Description of problem: [RFE] add a tool to rebuild mon store from OSD Backport: http://tracker.ceph.com/issues/17179 Version-Release number of selected component (if applicable): Red Hat Ceph Storage 2.0
jewel backport PR : https://github.com/ceph/ceph/pull/11126
As per this https://bugzilla.redhat.com/show_bug.cgi?id=1378288#c13 unable to verify this bug.
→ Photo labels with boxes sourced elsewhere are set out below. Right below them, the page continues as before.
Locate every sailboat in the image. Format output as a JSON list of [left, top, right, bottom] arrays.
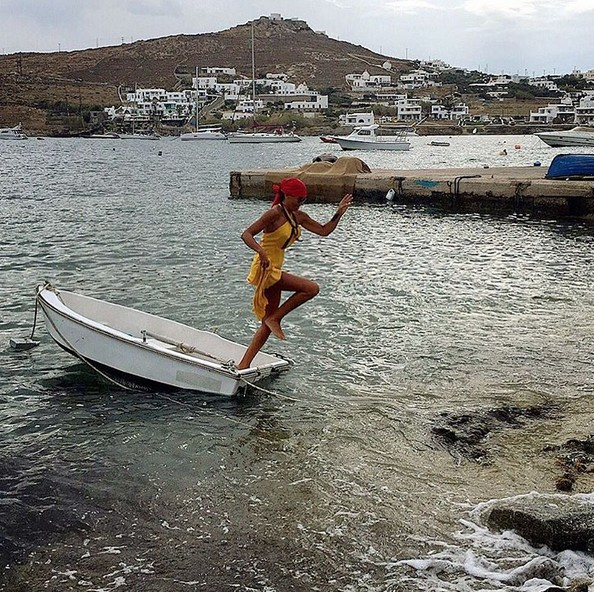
[[229, 23, 301, 144], [179, 68, 227, 142]]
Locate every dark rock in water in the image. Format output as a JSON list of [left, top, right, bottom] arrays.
[[544, 435, 594, 491], [432, 405, 556, 463], [486, 495, 594, 553]]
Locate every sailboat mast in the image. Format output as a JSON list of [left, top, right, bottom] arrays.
[[194, 66, 198, 131], [252, 22, 256, 114]]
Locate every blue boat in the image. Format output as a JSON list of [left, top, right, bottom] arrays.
[[545, 154, 594, 179]]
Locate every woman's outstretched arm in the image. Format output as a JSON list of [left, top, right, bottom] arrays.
[[298, 193, 353, 236]]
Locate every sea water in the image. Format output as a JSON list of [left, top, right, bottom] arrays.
[[0, 136, 594, 592]]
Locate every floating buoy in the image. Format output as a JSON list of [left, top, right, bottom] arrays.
[[9, 337, 39, 351]]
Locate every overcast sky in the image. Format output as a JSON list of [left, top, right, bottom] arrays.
[[0, 0, 594, 75]]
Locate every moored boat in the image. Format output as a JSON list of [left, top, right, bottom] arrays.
[[84, 132, 121, 140], [545, 154, 594, 179], [229, 128, 301, 144], [179, 126, 227, 142], [536, 126, 594, 148], [36, 284, 292, 395], [335, 124, 410, 150], [119, 132, 161, 140]]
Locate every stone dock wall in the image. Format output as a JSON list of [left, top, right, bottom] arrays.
[[230, 165, 594, 222]]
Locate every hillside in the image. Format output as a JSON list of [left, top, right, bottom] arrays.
[[0, 17, 412, 133]]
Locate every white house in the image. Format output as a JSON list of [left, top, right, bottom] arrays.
[[431, 103, 469, 119], [575, 92, 594, 125], [396, 97, 423, 121], [345, 70, 392, 92], [530, 98, 576, 123], [285, 93, 328, 111]]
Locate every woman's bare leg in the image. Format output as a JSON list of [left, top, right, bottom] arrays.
[[263, 271, 320, 339], [236, 282, 281, 370]]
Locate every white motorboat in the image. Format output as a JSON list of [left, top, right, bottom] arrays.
[[37, 283, 292, 396], [334, 124, 410, 150], [229, 128, 301, 144], [119, 132, 161, 140], [536, 126, 594, 148], [84, 132, 121, 140], [179, 127, 227, 142], [0, 123, 28, 140]]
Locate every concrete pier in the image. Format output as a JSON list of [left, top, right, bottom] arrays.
[[230, 157, 594, 222]]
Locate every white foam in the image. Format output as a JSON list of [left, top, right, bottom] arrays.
[[385, 492, 594, 592]]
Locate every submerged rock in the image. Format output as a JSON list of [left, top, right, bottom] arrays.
[[432, 405, 557, 463], [544, 435, 594, 491], [486, 495, 594, 553]]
talked over IRC with shylesh. please check http://docs.ceph.com/docs/jewel/rados/troubleshooting/troubleshooting-mon/#recovery-using-osds for details. what you are missing is the cap fields in the keyring instead of [mon.] key = AQBY5B1Y55SqARAAuCOaRjhvoUig1WTQWa1jOQ== [client.admin] key = AQBY5B1YuHvaAhAApmJ1Qm6HwPJFxvmSRRS3hw== we should have a keyring file looks like, [mon.] key = AQBY5B1Y55SqARAAuCOaRjhvoUig1WTQWa1jOQ== caps mon = "allow *" [client.admin] key = AQBY5B1YuHvaAhAApmJ1Qm6HwPJFxvmSRRS3hw== auid = 0 caps mds = "allow *" caps mon = "allow *" caps osd = "allow *" when "ceph-monstore-tool /tmp/mon-store rebuild -- --keyring /path/to/admin.keyring".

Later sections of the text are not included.